PGC: Peak-Guided Calibration for Generalizable AI-Generated Image Detection
Pith reviewed 2026-05-21 05:39 UTC · model grok-4.3
The pith
Peak-sensitive feature aggregation lets detectors recover subtle AI generation clues that global views bury.
A machine-rendered reading of the paper's core claim, the machinery that carries it, and where it could break.
Core claim
PGC aggregates the most salient local features via a peak-sensitive mechanism that accentuates discriminative generation clues and then applies those clues to calibrate the global image representation, recovering patterns otherwise submerged in high-fidelity content and yielding higher accuracy across diverse generators.
What carries the argument
Peak-sensitive aggregation of local features that identifies and weights the strongest discriminative clues to calibrate the global decision.
If this is right
- Detectors maintain performance as commercial generators produce higher-fidelity outputs.
- No generator-specific fine-tuning is required for competitive results on varied models.
- Mean accuracy rises by 12.3 percent on the 15-model CommGen15 benchmark and by smaller margins on GenImage, AIGI, and UniversalFakeDetect.
- Local clue recovery becomes a viable alternative to purely global or post-hoc selection strategies.
Where Pith is reading between the lines
- The same peak-focusing idea could be tested on other tasks where faint local signals matter, such as deepfake video detection or medical image anomaly spotting.
- If peaks reliably mark generation artifacts, future work could examine whether those locations also appear in adversarial attacks or compression artifacts.
- The approach suggests that feature maps retain localized generator information even when overall image quality is high.
Load-bearing premise
The most reliable subtle generation clues sit at consistent peaks in the feature map and can be extracted and used for calibration without extra tuning or loss of surrounding context.
What would settle it
A new collection of AI-generated images from generators outside the training set and CommGen15 where PGC shows no accuracy gain over standard global-feature baselines.
Figures
read the original abstract
The rapid evolution of generative AI, from GANs to modern diffusion models, has resulted in increasingly subtle discriminative clues.
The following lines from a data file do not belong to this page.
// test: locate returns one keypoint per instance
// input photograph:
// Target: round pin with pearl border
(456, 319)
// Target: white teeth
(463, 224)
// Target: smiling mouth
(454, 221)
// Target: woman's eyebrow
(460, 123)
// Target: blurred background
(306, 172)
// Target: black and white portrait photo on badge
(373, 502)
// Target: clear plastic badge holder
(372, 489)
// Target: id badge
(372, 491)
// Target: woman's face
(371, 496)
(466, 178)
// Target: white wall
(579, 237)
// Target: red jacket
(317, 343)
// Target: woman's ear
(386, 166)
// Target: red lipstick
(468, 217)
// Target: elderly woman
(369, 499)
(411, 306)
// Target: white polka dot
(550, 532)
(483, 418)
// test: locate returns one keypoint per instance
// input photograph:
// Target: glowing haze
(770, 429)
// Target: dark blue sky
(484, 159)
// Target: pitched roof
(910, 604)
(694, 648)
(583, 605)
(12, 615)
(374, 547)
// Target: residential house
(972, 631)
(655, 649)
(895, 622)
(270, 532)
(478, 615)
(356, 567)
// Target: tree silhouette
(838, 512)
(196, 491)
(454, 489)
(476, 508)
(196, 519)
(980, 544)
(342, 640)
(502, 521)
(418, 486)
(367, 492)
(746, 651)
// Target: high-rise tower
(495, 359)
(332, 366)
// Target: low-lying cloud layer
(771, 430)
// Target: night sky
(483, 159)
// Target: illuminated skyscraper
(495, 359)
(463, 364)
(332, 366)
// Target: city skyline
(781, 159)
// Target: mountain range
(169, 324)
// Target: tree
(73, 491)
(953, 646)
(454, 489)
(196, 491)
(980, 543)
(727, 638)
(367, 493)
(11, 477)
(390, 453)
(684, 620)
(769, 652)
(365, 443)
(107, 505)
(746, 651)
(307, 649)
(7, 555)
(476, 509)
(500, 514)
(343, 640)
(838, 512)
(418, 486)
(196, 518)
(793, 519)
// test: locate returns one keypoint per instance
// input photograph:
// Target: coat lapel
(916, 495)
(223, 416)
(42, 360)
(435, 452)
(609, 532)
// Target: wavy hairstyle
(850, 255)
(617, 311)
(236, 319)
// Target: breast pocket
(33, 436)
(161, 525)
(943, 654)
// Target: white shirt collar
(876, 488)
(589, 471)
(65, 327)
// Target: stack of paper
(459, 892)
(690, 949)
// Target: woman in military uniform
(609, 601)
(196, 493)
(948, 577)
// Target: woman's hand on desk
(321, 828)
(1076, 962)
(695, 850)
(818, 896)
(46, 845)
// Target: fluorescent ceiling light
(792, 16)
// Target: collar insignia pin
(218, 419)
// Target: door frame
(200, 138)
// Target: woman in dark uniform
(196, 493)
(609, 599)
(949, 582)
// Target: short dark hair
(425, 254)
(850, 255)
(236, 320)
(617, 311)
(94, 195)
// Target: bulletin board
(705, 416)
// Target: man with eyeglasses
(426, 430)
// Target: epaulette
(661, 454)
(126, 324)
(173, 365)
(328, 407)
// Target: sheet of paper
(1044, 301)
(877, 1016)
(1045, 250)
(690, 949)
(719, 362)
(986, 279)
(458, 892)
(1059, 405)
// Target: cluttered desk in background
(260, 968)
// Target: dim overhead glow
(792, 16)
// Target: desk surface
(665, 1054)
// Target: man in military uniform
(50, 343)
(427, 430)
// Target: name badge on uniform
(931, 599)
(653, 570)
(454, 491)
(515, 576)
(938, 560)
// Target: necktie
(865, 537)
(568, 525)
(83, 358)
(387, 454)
These fine-grained signals are often overshadowed by dominant, high-fidelity image content (e.g., the main subject), limiting the reliability of existing detectors that predominantly rely on global representations. To address this challenge, we propose the Peak-Guided Calibration (PGC) framework. PGC introduces a novel strategy that aggregates salient features via a peak-focusing mechanism. Specifically, by employing a peak-sensitive aggregation that accentuates the most discriminative local clues, PGC leverages these critical signals to calibrate the global decision. This approach recovers subtle patterns that would otherwise be submerged in the global context. Furthermore, to better simulate real-world threats, we introduce the CommGen15 dataset, a challenging benchmark comprising samples from 15 commercial models. Extensive experiments demonstrate that PGC achieves state-of-the-art performance. Specifically, it improves mean accuracy by +12.3% on our CommGen15 dataset, and sets new records on standard benchmarks, including GenImage (+2.1%), AIGI (+3.5%), and UniversalFakeDetect (+1.7%). Code is available at https://github.com/xiaoyu6868/PGC.
Editorial analysis
A structured set of objections, weighed in public.
Referee Report
Summary. The manuscript introduces Peak-Guided Calibration (PGC), a framework for detecting AI-generated images that addresses the challenge of subtle discriminative clues being overshadowed by high-fidelity global image content. PGC employs a peak-sensitive aggregation mechanism to accentuate the most discriminative local features and uses these to calibrate the global decision. The authors also present the CommGen15 dataset, comprising images from 15 commercial generative models, to better reflect real-world threats. Experiments claim state-of-the-art results, including a +12.3% mean accuracy improvement on CommGen15 and smaller gains (+2.1% on GenImage, +3.5% on AIGI, +1.7% on UniversalFakeDetect).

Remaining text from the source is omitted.